HP posted numbers Wednesday for what was the worst financial quarter in the company’s long history. It reported an US$8.86 billion loss for its third fiscal quarter, which ended July 31. In the last three months, it took in a net revenue of $29.7 billion, down 5 percent year over year and down 2 percent when adjusted for the effects of currency.
The news did not come as a complete shock to the market; earlier this month, HP announced it would be taking an $8 billion “goodwill charge,” or write-down, related to its purchase of EDS years ago. HP’s loss also reflected a 10 percent decline in PC revenue, with desktop units down 6 percent and notebook units down 12 percent.
Management urged shareholders and analysts to be patient. The company is still in the early stages of a multi-year turnaround, and is making decent progress despite the headwinds, said Meg Whitman, HP president and chief executive officer.
But skepticism remains.
“You want HP to succeed because they one of the original high-tech companies and they have always had good products,” Laura DiDio, principal of ITIC, told the E-Commerce Times.
However, the mismanagement of the company over the last several years has left it with very little margin to make any further errors, she said.
A Parade of Blunders
“HP has cut more American jobs and shipped more jobs overseas than any other tech company. Meanwhile, competitors like IBM are outspending HP on R&D by a 2 to 1 margin,” DiDio said.
Now the company is cutting another 27,000 jobs across its businesses, she continued. “They have said they will take the $3.5 billion anticipated savings and put it to R&D.”
However, she added, HP has been largely silent about its outlook, which does not bode well for this latest cost-cutting plan. “If it is supposed to work, why not issue a positive outlook?

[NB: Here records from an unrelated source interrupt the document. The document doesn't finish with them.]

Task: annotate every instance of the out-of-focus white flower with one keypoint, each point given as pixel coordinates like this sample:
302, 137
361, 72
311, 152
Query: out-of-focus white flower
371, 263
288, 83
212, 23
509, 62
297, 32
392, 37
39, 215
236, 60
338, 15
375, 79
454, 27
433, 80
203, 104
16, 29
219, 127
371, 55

“HP needs to get back on track, and they need to do it quickly, almost immediately,” she explained.
That will take some doing because HP is having trouble across all of its major business units, not just PCs, said Andreas Scherer, managing partner of Salto Partners.
“The big secret sauce to a successful turnaround is creating a vision and good news that supports it,” he told the E-Commerce Times. “Employees, customers and shareholders need to see a shift to a better place for them to believe. The company isn’t there yet. Whitman has to work hard in the next quarter to create what matters most — momentum.”
A Problem With Execution
Like everyone else HP has to deal with macroeconomic issues, he said. However, it is clear that HP has a problem with execution.

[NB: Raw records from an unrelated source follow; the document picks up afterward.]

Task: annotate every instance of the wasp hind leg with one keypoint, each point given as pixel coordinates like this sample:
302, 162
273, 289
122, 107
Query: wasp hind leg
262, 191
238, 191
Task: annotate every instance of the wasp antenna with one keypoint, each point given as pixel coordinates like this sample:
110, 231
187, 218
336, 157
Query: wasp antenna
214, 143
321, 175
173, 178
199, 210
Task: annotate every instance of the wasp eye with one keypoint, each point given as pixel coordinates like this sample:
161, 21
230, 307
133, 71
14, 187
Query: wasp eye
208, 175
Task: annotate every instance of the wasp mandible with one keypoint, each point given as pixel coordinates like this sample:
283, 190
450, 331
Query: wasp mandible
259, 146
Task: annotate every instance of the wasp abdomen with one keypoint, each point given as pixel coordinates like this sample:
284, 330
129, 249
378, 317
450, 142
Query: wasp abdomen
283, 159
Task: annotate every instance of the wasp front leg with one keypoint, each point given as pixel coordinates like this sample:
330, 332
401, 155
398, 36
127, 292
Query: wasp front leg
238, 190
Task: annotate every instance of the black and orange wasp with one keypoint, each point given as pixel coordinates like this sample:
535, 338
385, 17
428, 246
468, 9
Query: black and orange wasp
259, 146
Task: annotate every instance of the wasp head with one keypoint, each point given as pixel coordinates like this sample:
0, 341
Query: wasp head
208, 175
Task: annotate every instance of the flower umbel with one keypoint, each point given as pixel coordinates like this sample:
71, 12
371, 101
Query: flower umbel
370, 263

Consider the PC business unit. Whitman said the company is going to defend its top spot in this business. But not too long ago, Scherer pointed out, her predecessor had considered spinning off the PC business. “That shows HP’s love-hate relationship to a business with low margin, soft consumer demands and high channel inventory.”

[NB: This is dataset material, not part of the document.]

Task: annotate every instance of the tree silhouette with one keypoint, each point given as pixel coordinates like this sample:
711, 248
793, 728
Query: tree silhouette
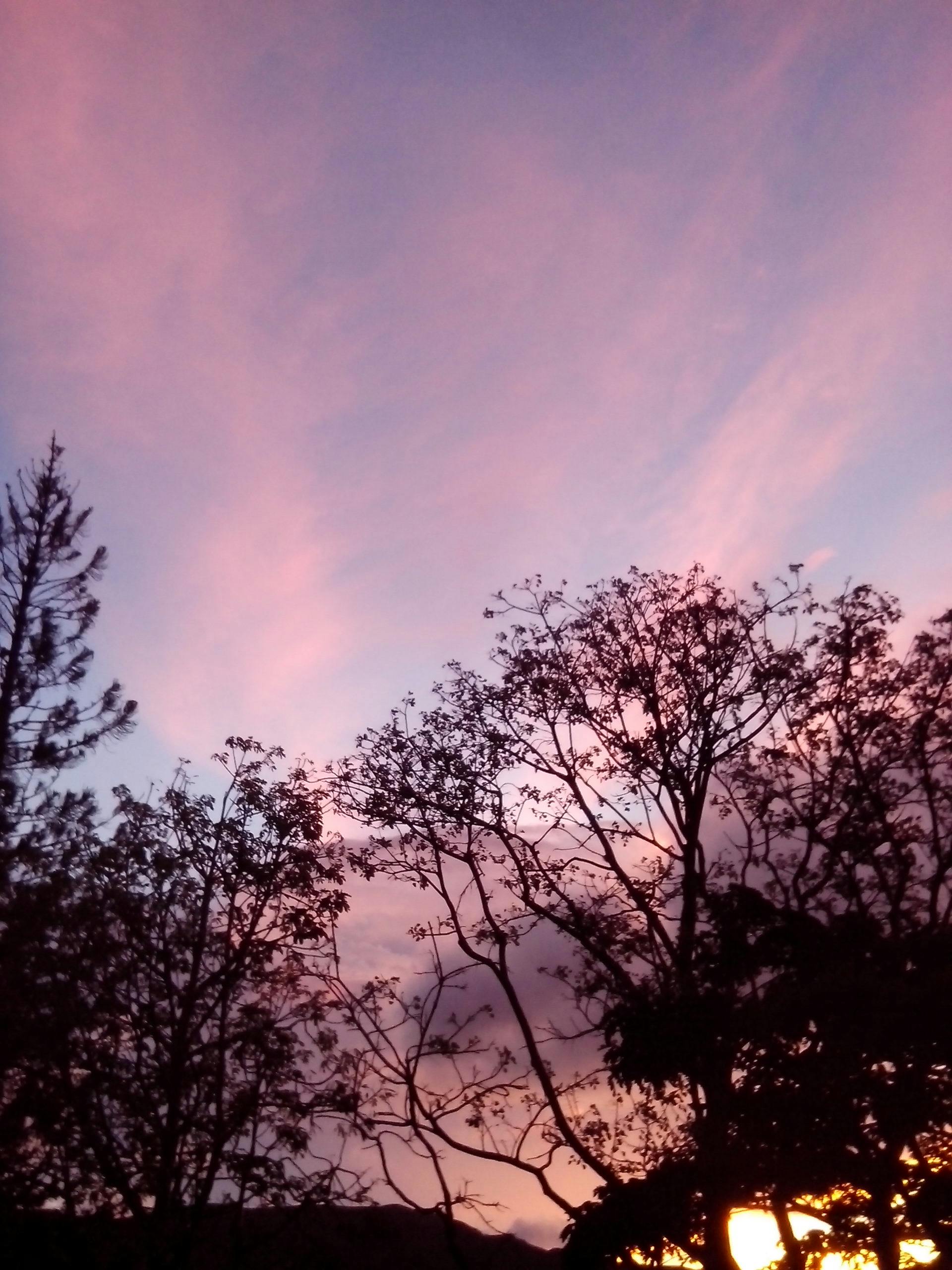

Servers are also down, he noted, with revenue for HP’s Enterprise Servers Storage and Networking group dropping 4 percent year over year.
Overall storage revenue was off 5 percent year over year, despite the 3Par storage business, which is up a 60 percent, and the company’s StoreOnce backup systems, which also saw double-digit growth.
The real “boat anchor” Scherer said, was enterprise services. He recited Whitman’s explanation of what was happening with that unit: “Whitman said, ‘Somewhere along the line … accountability … got diffused across the organization. And in the end, the person who leads these accounts needs to be in charge, have control of revenue and control of the costs.'” This is pretty much code for a complete overhaul of this business unit, Scherer concluded.
“In addition, there is talk to move to higher value, higher margin services. This transition is not trivial. It will take time.”